After a little over two years as president of China, Hu is facing the terrifying fact that the Chinese Communist Party is on the verge of collapse. The massive wave of withdrawals from the CCP in and outside of China were triggered by The Epoch Times publication of the Nine Commentaries on the Communist Party, in November 2004. The Nine Commentaries provides the Chinese people a first-ever look into the brutal rise and true nature of the CCP. The total number of withdrawals is now over four million. Although Beijing officially reports GDP growth in the range of eight percent to nine percent, economic analysts have debated those numbers. Some analysts argue that the GDP numbers are overstated. In any case, critics also say GDP numbers are not a good measure of an economy when taken in isolation from other factors, such as the costs to the economy of environmental devastation or of a development plan that depends on low margin, low technology, export industries.

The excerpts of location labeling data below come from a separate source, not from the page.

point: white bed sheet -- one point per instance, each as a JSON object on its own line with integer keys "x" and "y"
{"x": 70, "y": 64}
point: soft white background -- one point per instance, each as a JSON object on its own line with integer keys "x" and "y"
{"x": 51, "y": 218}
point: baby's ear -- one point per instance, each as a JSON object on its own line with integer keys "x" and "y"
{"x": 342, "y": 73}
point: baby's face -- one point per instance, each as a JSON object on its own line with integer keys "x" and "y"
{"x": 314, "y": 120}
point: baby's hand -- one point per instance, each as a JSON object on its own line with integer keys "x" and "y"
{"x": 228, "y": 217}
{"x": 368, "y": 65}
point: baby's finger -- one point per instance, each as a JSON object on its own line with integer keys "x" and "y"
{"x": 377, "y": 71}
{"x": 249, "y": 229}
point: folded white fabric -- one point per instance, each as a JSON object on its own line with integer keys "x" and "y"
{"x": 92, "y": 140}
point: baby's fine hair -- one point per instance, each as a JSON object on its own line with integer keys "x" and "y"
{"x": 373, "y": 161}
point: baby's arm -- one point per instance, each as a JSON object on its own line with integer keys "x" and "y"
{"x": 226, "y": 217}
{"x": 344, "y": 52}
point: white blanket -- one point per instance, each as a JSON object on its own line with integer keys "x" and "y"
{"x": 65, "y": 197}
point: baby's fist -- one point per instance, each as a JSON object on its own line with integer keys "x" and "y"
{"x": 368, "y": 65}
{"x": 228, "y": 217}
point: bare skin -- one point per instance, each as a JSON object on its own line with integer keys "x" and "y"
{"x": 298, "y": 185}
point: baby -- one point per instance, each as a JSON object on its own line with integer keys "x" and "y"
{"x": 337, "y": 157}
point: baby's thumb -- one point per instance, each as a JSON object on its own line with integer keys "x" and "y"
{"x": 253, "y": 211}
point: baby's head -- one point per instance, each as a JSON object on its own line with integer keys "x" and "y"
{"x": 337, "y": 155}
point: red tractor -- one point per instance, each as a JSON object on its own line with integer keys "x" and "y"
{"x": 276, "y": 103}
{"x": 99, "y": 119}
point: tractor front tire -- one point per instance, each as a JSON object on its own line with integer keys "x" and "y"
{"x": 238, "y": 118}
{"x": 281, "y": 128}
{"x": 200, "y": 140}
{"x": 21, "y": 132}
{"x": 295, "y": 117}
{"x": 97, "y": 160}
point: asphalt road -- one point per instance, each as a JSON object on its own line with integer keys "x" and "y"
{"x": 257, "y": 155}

Dr. Chang, Professor of economics at Taiwan University, and author of a best selling economics textbook in Taiwan says, “It does not make sense that China is said to be growing 9%, while the stock market there is so low.” He adds, “Or how China can say, ‘economics are booming’ while 800,000,000 are currently suffering from poverty in China.”

Protests in China are also raging out of control. Howard W. French reports in “Land of 74,000 Protests (But Little Is Ever Fixed)” (New York Times, August 24, 2005) that, “For reasons that range from rampant industrial pollution to widespread eviction and land seizures by corrupt local governments in cahoots with increasingly powerful property developers, ordinary Chinese seem to be saying they are fed up and won’t take it any more.”

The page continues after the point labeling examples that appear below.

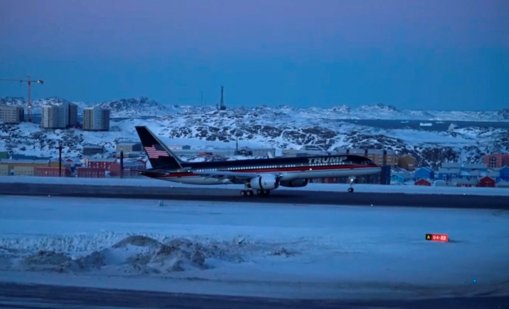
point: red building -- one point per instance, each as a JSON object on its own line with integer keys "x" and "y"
{"x": 496, "y": 160}
{"x": 423, "y": 182}
{"x": 91, "y": 172}
{"x": 51, "y": 171}
{"x": 101, "y": 163}
{"x": 487, "y": 182}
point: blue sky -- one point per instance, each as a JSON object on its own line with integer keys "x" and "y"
{"x": 444, "y": 54}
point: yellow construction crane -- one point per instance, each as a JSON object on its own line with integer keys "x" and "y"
{"x": 29, "y": 84}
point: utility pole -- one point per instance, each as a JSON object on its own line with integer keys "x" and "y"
{"x": 29, "y": 86}
{"x": 221, "y": 103}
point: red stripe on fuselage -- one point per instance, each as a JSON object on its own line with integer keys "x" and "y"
{"x": 274, "y": 170}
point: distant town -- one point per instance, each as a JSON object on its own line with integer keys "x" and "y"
{"x": 129, "y": 159}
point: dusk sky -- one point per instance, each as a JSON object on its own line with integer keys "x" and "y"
{"x": 442, "y": 54}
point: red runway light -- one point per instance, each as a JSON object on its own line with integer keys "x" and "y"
{"x": 437, "y": 237}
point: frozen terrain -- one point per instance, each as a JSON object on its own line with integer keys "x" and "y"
{"x": 279, "y": 127}
{"x": 252, "y": 249}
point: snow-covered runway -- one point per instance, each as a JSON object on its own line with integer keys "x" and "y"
{"x": 252, "y": 249}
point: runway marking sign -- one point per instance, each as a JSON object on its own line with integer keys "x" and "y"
{"x": 437, "y": 237}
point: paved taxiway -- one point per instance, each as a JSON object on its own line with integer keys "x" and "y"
{"x": 47, "y": 296}
{"x": 277, "y": 196}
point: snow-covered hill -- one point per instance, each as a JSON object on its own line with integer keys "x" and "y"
{"x": 281, "y": 127}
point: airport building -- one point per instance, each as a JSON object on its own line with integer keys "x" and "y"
{"x": 96, "y": 119}
{"x": 11, "y": 114}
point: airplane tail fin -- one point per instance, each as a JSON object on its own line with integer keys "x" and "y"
{"x": 158, "y": 154}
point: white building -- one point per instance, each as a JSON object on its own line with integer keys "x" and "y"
{"x": 96, "y": 119}
{"x": 11, "y": 114}
{"x": 59, "y": 116}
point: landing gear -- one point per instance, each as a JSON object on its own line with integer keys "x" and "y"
{"x": 351, "y": 181}
{"x": 249, "y": 192}
{"x": 246, "y": 193}
{"x": 263, "y": 192}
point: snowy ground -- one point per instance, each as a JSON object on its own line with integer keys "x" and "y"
{"x": 252, "y": 249}
{"x": 149, "y": 182}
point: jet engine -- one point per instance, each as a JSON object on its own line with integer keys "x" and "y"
{"x": 301, "y": 182}
{"x": 264, "y": 182}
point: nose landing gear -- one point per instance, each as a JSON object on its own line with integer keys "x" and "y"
{"x": 351, "y": 181}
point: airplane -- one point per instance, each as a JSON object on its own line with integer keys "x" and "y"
{"x": 262, "y": 175}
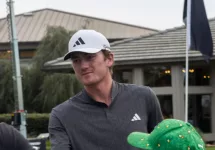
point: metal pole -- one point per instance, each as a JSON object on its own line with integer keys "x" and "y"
{"x": 18, "y": 76}
{"x": 187, "y": 58}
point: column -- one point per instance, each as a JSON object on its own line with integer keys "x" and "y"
{"x": 137, "y": 76}
{"x": 178, "y": 92}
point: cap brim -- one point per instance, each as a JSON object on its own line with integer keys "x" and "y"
{"x": 84, "y": 50}
{"x": 139, "y": 140}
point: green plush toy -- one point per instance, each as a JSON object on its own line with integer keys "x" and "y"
{"x": 170, "y": 134}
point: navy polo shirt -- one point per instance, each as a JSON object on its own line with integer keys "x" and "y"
{"x": 81, "y": 123}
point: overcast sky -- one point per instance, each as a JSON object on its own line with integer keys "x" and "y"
{"x": 158, "y": 14}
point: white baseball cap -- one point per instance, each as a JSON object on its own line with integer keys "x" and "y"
{"x": 87, "y": 41}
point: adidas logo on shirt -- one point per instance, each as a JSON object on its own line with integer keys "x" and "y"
{"x": 79, "y": 42}
{"x": 136, "y": 117}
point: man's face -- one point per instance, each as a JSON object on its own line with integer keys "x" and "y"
{"x": 89, "y": 68}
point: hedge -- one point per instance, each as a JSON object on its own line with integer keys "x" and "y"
{"x": 36, "y": 123}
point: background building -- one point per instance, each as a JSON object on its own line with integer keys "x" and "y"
{"x": 31, "y": 28}
{"x": 158, "y": 61}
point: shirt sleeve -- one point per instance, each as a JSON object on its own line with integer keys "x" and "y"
{"x": 155, "y": 115}
{"x": 58, "y": 135}
{"x": 12, "y": 139}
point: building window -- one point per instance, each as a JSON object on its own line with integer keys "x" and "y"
{"x": 166, "y": 105}
{"x": 123, "y": 76}
{"x": 199, "y": 112}
{"x": 157, "y": 76}
{"x": 198, "y": 76}
{"x": 6, "y": 54}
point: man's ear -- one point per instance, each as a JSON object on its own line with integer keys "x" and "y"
{"x": 110, "y": 60}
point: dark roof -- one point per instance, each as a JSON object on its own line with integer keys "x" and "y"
{"x": 31, "y": 26}
{"x": 168, "y": 45}
{"x": 162, "y": 47}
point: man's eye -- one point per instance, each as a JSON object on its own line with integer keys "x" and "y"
{"x": 75, "y": 60}
{"x": 90, "y": 57}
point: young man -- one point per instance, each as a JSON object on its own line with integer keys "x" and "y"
{"x": 170, "y": 134}
{"x": 102, "y": 115}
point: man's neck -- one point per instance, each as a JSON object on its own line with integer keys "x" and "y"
{"x": 101, "y": 92}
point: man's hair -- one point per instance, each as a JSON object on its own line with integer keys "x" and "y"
{"x": 107, "y": 55}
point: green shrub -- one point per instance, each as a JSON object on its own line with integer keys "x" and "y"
{"x": 36, "y": 123}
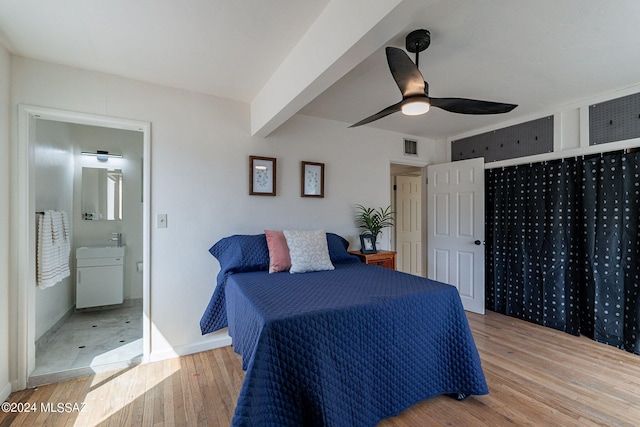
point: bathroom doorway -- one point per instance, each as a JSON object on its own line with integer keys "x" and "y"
{"x": 56, "y": 340}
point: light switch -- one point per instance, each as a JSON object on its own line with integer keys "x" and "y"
{"x": 161, "y": 221}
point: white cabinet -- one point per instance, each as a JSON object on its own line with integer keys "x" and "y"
{"x": 99, "y": 281}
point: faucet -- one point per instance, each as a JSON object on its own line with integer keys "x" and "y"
{"x": 117, "y": 237}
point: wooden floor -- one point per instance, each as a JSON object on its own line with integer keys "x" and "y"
{"x": 536, "y": 376}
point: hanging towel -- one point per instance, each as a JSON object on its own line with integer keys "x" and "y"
{"x": 53, "y": 248}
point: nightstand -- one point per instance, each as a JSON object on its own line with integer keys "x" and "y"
{"x": 385, "y": 259}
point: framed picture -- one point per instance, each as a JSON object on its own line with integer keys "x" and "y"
{"x": 262, "y": 176}
{"x": 312, "y": 179}
{"x": 368, "y": 244}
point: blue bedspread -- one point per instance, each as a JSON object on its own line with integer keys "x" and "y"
{"x": 347, "y": 347}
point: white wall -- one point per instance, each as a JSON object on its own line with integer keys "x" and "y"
{"x": 199, "y": 178}
{"x": 5, "y": 176}
{"x": 53, "y": 184}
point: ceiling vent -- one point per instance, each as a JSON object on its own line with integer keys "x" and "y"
{"x": 410, "y": 147}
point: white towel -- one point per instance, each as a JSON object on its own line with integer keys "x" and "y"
{"x": 53, "y": 248}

China is also beset by political difficulties amidst its own ruling party, the CCP. A recent speech by Mr. Chi Haotian, Minister of Defense and vice-chairman of China’s Central Military Commission, outlined a foreign policy strategy of global domination achieved by wiping out the U.S.

Chi said, “It is indeed brutal to kill one or two hundred million Americans. But that is the only path that will secure a Chinese century, a century in which the Chinese Communist Party leads the world.” For Chi’s speech, see: War Is Not Far from Us and Is the Midwife of the Chinese Century.

Despite pressure on all fronts, Hu Jintao is coming to talk with many leaders of the U.S. and Canada, and by doing so is taking a different path than General Chi, and at the same time giving us hope for the Chinese people.